In [1]:
import os
import pandas as pd
import nltk

from nltk.corpus import stopwords
from nltk.tokenize import word_tokenize
from datetime import datetime

nltk.download('stopwords')
nltk.download('punkt')

INPUT_DATA_DIR = "../data/input"
OUTPUT_DATA_DIR = "../data/output"

GP_DATA_NAME = "gplay/gplay_reviews.csv"
AMAZON_DATA_NAME = "amazon/amazon_reviews.csv"

GP_INPUT_DATA = os.path.join(INPUT_DATA_DIR, GP_DATA_NAME)
AMAZON_INPUT_DATA = os.path.join(INPUT_DATA_DIR, AMAZON_DATA_NAME)

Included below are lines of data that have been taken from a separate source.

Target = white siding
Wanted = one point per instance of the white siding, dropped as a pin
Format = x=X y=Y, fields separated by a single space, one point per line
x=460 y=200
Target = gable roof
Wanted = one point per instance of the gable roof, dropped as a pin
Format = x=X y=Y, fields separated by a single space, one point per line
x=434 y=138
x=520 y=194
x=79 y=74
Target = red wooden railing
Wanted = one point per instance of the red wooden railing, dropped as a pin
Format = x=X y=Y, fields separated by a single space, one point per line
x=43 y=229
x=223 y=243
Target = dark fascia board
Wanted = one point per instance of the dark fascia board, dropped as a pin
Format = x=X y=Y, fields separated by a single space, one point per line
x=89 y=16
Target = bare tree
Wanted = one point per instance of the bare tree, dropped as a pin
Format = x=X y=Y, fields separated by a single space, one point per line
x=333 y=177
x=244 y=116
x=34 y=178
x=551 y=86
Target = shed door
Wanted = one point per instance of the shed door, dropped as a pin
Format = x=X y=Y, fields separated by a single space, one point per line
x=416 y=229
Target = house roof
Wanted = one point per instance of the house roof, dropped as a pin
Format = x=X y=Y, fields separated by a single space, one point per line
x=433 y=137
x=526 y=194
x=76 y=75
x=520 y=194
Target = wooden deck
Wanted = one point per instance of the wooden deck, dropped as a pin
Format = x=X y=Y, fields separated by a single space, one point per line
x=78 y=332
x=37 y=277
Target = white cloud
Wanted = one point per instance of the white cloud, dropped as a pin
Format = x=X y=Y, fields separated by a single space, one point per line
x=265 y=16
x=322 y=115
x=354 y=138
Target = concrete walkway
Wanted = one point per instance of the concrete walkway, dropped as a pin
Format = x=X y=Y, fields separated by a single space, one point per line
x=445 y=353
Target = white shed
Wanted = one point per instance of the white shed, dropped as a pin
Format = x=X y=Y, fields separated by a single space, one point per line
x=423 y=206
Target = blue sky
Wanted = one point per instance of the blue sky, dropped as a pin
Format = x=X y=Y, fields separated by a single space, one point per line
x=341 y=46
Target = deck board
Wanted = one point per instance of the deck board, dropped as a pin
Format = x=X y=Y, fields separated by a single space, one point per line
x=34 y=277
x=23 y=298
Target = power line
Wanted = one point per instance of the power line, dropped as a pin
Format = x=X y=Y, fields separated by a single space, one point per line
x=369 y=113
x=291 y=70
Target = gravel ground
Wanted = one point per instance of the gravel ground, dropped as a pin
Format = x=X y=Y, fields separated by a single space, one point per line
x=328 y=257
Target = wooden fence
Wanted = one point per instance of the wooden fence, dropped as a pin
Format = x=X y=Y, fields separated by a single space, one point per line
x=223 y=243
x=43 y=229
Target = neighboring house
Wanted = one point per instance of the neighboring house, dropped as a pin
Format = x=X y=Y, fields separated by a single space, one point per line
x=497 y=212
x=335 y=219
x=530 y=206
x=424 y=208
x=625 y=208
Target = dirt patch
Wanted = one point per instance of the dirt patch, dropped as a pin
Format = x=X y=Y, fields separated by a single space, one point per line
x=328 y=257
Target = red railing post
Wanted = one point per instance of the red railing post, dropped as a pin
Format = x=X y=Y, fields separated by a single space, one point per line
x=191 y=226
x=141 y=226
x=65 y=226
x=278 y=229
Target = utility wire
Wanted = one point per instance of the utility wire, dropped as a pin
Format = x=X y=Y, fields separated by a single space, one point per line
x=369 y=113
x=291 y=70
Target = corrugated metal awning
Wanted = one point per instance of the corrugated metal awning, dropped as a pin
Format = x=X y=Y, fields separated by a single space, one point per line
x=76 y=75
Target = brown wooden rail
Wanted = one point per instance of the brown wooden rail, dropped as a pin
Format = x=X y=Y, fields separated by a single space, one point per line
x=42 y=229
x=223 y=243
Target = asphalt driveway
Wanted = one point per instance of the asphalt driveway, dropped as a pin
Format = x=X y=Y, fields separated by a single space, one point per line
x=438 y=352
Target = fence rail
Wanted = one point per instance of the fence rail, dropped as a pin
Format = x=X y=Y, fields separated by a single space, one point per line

current_date = datetime.today().strftime('%Y%m%d')
INTERMEDIARY_CSV = os.path.join(OUTPUT_DATA_DIR, current_date + "_merged_preprocessed.csv")

[nltk_data] Downloading package stopwords to
[nltk_data]     /Users/beerphilipp/nltk_data...
[nltk_data]   Package stopwords is already up-to-date!
[nltk_data] Downloading package punkt to
[nltk_data]     /Users/beerphilipp/nltk_data...
[nltk_data]   Package punkt is already up-to-date!


# Merge the Google Play Store and Amazon datasets

In [2]:
gp = pd.read_csv(GP_INPUT_DATA, usecols=['CleanedStop_review_body1', 'current_rating'])
gp.rename(columns={'CleanedStop_review_body1': 'text', 'current_rating': 'rating'}, inplace=True)
gp['source'] = 'GP'

am = pd.read_csv(AMAZON_INPUT_DATA, usecols=['Review_text', 'Rating'])
am.rename(columns={'Review_text': 'text', 'Rating': 'rating'}, inplace=True)
am['source'] = 'Amazon'

merged = pd.concat([gp, am], ignore_index=True)

# Filter stopwords using `ntlk`

In [3]:
stop_words = set(stopwords.words('english'))

def clean_text(row):
    text = str(row['text'])
    tokens = word_tokenize(text)
    filtered = [w for w in tokens if not w.lower() in stop_words]
    return filtered

merged['cleaned_text'] = merged.apply(clean_text, axis = 1)

# Save the result to `data/ouput/[yyyymmdd]_merged_preprocessed.csv`

In [4]:
merged.to_csv(INTERMEDIARY_CSV, index=False)